California Adopts Strictest Consumer Privacy & Data Protection Law in the Nation
July 9, 2018 | by Jonathan Marashlian
California Gov. Jerry Brown recently signed into law the California Consumer Privacy Act of 2018 (CCPA). The CCPA is the nation’s strictest consumer privacy and data protection measure, becoming effective January 1, 2020.
The CCPA applies to any for-profit entity doing business in California that:
- collects consumers’ personal information solely or jointly with others, and
- either (i) exceeds $25 million in annual gross revenues; (ii) annually transacts in the personal information of 50,000 or more consumers, households or devices; or (iii) derives half or more of its annual revenues from personal information sales.
The law covers large amounts of non-public information and is more expansive than existing state law. Under the CCPA, personal information includes items such as IP address, commercial information, biometrics, Internet activity, geo-location data, employment-related information, education information, and “inferences” drawn from any such information to create a profile reflecting consumer characteristics.

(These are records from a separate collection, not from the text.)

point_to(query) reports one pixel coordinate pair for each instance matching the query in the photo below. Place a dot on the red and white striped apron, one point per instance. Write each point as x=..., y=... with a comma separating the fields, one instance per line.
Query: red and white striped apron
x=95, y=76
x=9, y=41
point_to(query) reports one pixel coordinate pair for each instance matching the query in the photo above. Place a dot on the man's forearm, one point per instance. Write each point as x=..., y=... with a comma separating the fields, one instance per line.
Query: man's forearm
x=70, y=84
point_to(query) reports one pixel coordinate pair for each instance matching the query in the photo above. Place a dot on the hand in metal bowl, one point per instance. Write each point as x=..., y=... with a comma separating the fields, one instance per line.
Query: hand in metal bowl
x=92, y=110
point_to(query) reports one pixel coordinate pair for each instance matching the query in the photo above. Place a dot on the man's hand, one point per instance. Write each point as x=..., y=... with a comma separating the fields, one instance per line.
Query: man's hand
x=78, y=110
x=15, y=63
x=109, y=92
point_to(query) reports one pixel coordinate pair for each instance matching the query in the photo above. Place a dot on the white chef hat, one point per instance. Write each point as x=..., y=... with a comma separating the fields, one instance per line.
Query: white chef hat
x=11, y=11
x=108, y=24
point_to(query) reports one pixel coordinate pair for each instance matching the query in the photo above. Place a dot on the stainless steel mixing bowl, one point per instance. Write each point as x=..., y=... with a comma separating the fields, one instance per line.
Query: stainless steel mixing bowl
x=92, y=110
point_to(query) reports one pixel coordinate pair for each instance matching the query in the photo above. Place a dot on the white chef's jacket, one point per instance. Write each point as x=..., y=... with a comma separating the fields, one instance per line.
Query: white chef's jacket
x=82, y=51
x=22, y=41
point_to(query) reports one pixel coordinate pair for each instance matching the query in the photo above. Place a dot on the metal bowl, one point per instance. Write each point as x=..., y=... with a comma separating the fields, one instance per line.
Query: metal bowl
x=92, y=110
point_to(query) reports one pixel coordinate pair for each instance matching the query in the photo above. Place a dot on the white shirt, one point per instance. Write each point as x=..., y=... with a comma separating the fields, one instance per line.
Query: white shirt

The CCPA will require covered businesses to observe an assortment of consumer rights and related notices that, in certain respects, resembles those recently codified in the European Union via its General Data Protection Regulation (GDPR). The CCPA’s new rights include:
- Right of Access. Consumers may request disclosure of the specific personal information that a business has collected about the consumer.
- Right of Deletion. Consumers may request that a business delete any personal information it has collected from the consumer and direct any service providers to do the same, subject to several exceptions, such as when personal information is needed to complete requested transactions or services.
- Right to Know. Consumers may request disclosure of the categories and specific pieces of personal information collected about them, the sources from which the PI was collected, the purpose for such collection, and the categories of third parties the personal information is shared with or sold to.
- Right to Opt Out or Opt In. Consumers may opt out of any sale of their personal information to third parties, and consumers under age 16 must opt in to any such sales.
- Right of Equal Service. Covered businesses must not discriminate against consumers exercising any of the above rights, including through pricing and quality of goods or services, unless different treatment is reasonably related to the value provided to the consumer by his or her data.
Violations of the law can result in Attorney General investigation and enforcement under California’s Unfair Competition Law. But the real teeth in the CCPA is the private right of action and statutory penalties of up to $7,500 per violation. When transacting in thousands, even millions of bits of personal information, companies subject to the CCPA are at great risk of incurring painful consequences.
The CCPA also provides a limited private right of action for data breaches, defined as any instance in which un-encrypted personal information is subject to unauthorized access or otherwise disclosed as a result of a violation of the business’s duty to observe reasonable security procedures and practices.